ゴーストライター騒動で注目を集めた佐村河内守氏を追ったドキュメンタリー「FAKE」が10月14日、開催中の京都国際映画祭内「ドキュメンタリー:森達也特集」で上映され、森達也監督をはじめテレビ東京大橋未歩アナウンサー、映画祭総合プロデューサーの奥山和由氏がよしもと祇園花月でのトークショーに出席した。

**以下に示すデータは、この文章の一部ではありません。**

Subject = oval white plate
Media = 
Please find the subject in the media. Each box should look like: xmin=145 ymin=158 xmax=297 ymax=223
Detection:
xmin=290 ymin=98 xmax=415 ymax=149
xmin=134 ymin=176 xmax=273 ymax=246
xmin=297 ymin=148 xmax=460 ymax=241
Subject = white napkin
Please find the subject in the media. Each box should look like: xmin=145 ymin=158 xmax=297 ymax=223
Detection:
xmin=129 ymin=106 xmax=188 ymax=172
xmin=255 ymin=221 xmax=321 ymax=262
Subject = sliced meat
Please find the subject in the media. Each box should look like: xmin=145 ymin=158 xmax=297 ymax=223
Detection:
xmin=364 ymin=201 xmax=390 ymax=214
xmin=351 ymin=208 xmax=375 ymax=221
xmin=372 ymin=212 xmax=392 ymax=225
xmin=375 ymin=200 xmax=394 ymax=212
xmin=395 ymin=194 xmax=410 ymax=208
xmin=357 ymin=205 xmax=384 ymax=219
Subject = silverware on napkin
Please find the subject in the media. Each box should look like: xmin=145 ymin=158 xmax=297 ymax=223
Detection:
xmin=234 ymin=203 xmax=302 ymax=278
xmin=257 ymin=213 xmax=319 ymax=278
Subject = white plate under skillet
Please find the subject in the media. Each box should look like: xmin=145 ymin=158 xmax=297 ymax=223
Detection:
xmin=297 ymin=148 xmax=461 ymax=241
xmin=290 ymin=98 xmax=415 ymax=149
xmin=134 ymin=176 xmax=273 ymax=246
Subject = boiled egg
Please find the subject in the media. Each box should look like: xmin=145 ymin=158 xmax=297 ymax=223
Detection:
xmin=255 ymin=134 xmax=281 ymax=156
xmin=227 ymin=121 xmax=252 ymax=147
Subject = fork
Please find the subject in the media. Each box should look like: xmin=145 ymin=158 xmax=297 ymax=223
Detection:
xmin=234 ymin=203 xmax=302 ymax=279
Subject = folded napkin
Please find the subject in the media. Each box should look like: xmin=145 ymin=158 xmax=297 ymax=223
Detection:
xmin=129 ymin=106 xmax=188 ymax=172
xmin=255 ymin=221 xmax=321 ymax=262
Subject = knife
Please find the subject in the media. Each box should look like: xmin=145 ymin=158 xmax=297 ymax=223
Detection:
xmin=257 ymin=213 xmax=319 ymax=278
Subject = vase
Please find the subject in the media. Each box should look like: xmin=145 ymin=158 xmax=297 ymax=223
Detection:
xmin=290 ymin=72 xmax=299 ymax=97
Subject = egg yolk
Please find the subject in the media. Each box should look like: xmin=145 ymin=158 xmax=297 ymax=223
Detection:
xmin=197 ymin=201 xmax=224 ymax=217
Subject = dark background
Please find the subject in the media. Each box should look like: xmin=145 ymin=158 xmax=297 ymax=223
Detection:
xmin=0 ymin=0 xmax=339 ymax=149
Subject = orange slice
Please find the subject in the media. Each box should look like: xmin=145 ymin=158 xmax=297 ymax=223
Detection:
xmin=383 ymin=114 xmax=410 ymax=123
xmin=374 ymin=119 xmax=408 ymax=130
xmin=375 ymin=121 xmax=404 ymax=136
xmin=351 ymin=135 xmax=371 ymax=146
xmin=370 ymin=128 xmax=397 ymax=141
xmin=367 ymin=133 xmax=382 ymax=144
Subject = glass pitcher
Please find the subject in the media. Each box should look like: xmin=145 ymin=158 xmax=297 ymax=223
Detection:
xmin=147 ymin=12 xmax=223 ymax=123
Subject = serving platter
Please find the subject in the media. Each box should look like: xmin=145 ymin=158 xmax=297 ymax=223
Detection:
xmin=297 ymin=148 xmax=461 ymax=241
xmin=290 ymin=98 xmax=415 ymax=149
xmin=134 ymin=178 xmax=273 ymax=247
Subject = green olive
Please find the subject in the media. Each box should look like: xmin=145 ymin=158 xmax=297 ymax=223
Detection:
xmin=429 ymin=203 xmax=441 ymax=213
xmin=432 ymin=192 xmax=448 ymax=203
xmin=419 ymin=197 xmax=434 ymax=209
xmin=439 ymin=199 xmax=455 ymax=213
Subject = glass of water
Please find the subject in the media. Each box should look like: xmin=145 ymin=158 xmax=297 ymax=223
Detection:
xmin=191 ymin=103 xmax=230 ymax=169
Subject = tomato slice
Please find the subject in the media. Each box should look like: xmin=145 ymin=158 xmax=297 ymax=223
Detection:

 「A」「A2」でオウム真理教に迫った森監督が、佐村河内氏の自宅で取材を行い、その素顔を映し出した。映画では佐村河内氏が作曲に踏み出す場面があり、森監督は「曲を作ると言ってから、何でかは覚えていないんですが僕が頭にきて、撮影に行かない時期があった」と振り返る。その間も佐村河内氏から「シンセサイザーを買おうと思う。撮影に来てください」と連絡が来ていたそうだが、「誰が行くか馬鹿野郎と思っていた」と苦笑交じりに明かした。それでも「その1カ月後くらいにクールダウンしたので、行ってみました」といい、「『シンセ買いました』と言われ、しまったと思った」と告白。「作曲もだいぶ進んでいて、そこも撮れていないのでまずいと思った」と痛恨のミスを悔やんでいた。

 一方で奥山氏は、佐村河内氏の楽曲に興味津々。「CD出さないの? この映画でおしまい?」と聞くと、森監督は「うーん、見に来たレコード会社の人が『ぜひ』と言っていたけどね」と回答。続けて奥山氏は「個人的に出したい。耳についてしょうがない。お世辞抜きに本当にいい曲」と絶賛し、「吉本興業で出します!」と啖呵を切ると、客席からは「おお〜!」というどよめきが上がった。「クレジットには作曲・佐村河内守と書く。本当に彼が作曲したんですよね?」と念を押したが、森監督は「それは誰にもわからない。でもまさか、この期に及んでそれをやったら大変なことですよ」と話していた。

 さらに観客から「音が聞こえているのでは、と思う瞬間はあったか」と質問が飛ぶと、森監督は「いっぱいありますよ」とキッパリ。「まず彼の場合は感音性難聴だから、音は聞こえているけど曲がって聞こえている。聞こえる音と聞こえない音があり、口の形である程度わかるわけです。でも初めて会う人はほとんどわからず、奥さんはだいぶわかるそう。体調によっても彼の耳は違う」と説明したうえで、「今言ったことは全部当たり前のこと。善か悪かはグラデーションなんです。ところがメディアは、騒動前は天才作曲家と持ち上げ、騒動後は叩く。1か0です。そうではなく、人の感覚はとても曖昧で、グレーゾーンがたくさんある」と、善悪のニ元論でははかれない問題があることを説いた。

 また奥山氏は、昨年の同映画祭期間中に森監督から「『佐村河内守を撮っているんですが、奥山さん出資してくれないですか』と言われ、そりゃダメだと断りました」と明かす。今作の出来栄えを目の当たりにし、「『しまった』と。素晴らしい映画。自分のボケっぷりに、覚醒しましたね」と悔んでいた。京都国際映画祭2016は、10月16日まで開催。